Here’s one visualization, with \(T=50\).

T = 50
M = 200  # Number of draws

ymin, ymax = 0, S + 10

fig, axes = plt.subplots(1, 2, figsize=(11, 6))

for ax in axes:
    ax.grid(alpha=0.4)

ax = axes[0]

ax.set_ylim(ymin, ymax)
ax.set_ylabel('$X_t$', fontsize=16)
ax.vlines((T,), -1.5, 1.5)

ax.set_xticks((T,))
ax.set_xticklabels((r'$T$',))

sample = np.empty(M)
for m in range(M):
    X = firm.sim_inventory_path(x_init, 2 * T)
    ax.plot(X, 'b-', lw=1, alpha=0.5)
    ax.plot((T,), (X[T+1],), 'ko', alpha=0.5)
    sample[m] = X[T+1]

axes[1].set_ylim(ymin, ymax)

axes[1].hist(sample,
             bins=16,
             density=True,
             orientation='horizontal',
             histtype='bar',
             alpha=0.5)

plt.show()
_images/35c75b41a3ae292c9ece0740b9ed392c1e56e2f877b89190df123eb1f3a54682.png

We can build up a clearer picture by drawing more samples

T = 50
M = 50_000

fig, ax = plt.subplots()

sample = np.empty(M)
for m in range(M):
    X = firm.sim_inventory_path(x_init, T+1)
    sample[m] = X[T]

ax.hist(sample,
         bins=36,
         density=True,
         histtype='bar',
         alpha=0.75)

plt.show()
_images/01e6ef5a910a363265866aeddec77abf840aacc4df00cb96bf11fe13c6c4a07b.png

Note that the distribution is bimodal

  • Most firms have restocked twice but a few have restocked only once (see figure with paths above).

  • Firms in the second category have lower inventory.

We can also approximate the distribution using a kernel density estimator.

Kernel density estimators can be thought of as smoothed histograms.

They are preferable to histograms when the distribution being estimated is likely to be smooth.

We will use a kernel density estimator from scikit-learn

from sklearn.neighbors import KernelDensity

def plot_kde(sample, ax, label=''):

    xmin, xmax = 0.9 * min(sample), 1.1 * max(sample)
    xgrid = np.linspace(xmin, xmax, 200)
    kde = KernelDensity(kernel='gaussian').fit(sample[:, None])
    log_dens = kde.score_samples(xgrid[:, None])

    ax.plot(xgrid, np.exp(log_dens), label=label)
fig, ax = plt.subplots()
plot_kde(sample, ax)
plt.show()
_images/6a944a8d37803e4b1ea18dcc8d75d3a1aaa7e865c22a86e0db1538df3222afa4.png

The allocation of probability mass is similar to what was shown by the histogram just above.

20.4. Exercises#

Exercise 20.1

This model is asymptotically stationary, with a unique stationary distribution.

(See the discussion of stationarity in our lecture on AR(1) processes for background — the fundamental concepts are the same.)

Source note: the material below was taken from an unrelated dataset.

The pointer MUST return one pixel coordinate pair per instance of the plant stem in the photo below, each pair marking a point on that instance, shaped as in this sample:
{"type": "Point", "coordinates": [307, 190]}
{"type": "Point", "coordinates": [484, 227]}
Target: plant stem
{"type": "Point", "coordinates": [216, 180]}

In particular, the sequence of marginal distributions \(\{\psi_t\}\) is converging to a unique limiting distribution that does not depend on initial conditions.

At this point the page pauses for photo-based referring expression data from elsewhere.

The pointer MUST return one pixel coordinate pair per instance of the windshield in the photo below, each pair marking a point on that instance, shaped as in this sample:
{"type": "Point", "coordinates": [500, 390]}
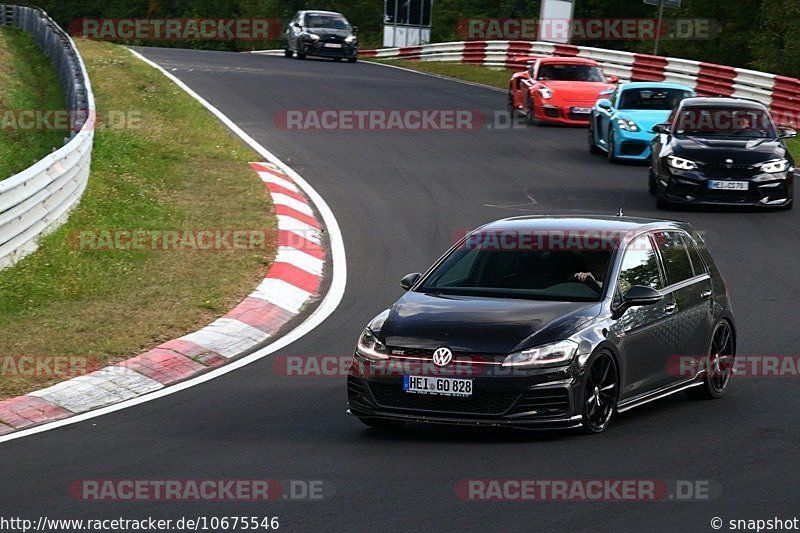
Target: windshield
{"type": "Point", "coordinates": [328, 22]}
{"type": "Point", "coordinates": [485, 270]}
{"type": "Point", "coordinates": [652, 99]}
{"type": "Point", "coordinates": [725, 122]}
{"type": "Point", "coordinates": [566, 72]}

Although we will not prove this here, we can investigate it using simulation.

Your task is to generate and plot the sequence \(\{\psi_t\}\) at times \(t = 10, 50, 250, 500, 750\) based on the discussion above.

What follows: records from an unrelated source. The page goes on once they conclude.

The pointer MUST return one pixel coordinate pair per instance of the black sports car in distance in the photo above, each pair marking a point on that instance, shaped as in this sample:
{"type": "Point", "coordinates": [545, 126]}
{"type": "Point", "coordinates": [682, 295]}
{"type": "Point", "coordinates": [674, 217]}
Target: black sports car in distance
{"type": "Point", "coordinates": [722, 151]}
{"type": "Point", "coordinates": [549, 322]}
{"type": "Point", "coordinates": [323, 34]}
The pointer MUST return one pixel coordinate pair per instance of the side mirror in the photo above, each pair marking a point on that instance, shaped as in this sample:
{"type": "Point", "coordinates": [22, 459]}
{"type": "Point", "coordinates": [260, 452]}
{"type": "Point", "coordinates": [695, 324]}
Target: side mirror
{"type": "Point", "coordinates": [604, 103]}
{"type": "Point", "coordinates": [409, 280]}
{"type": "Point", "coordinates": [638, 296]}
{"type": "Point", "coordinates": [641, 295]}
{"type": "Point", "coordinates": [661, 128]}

(The kernel density estimator is probably the best way to present each distribution.)

You should see convergence, in the sense that differences between successive distributions are getting smaller.

Try different initial conditions to verify that, in the long run, the distribution is invariant across initial conditions.

Exercise 20.2

Using simulation, calculate the probability that firms that start with \(X_0 = 70\) need to order twice or more in the first 50 periods.

You will need a large sample size to get an accurate reading.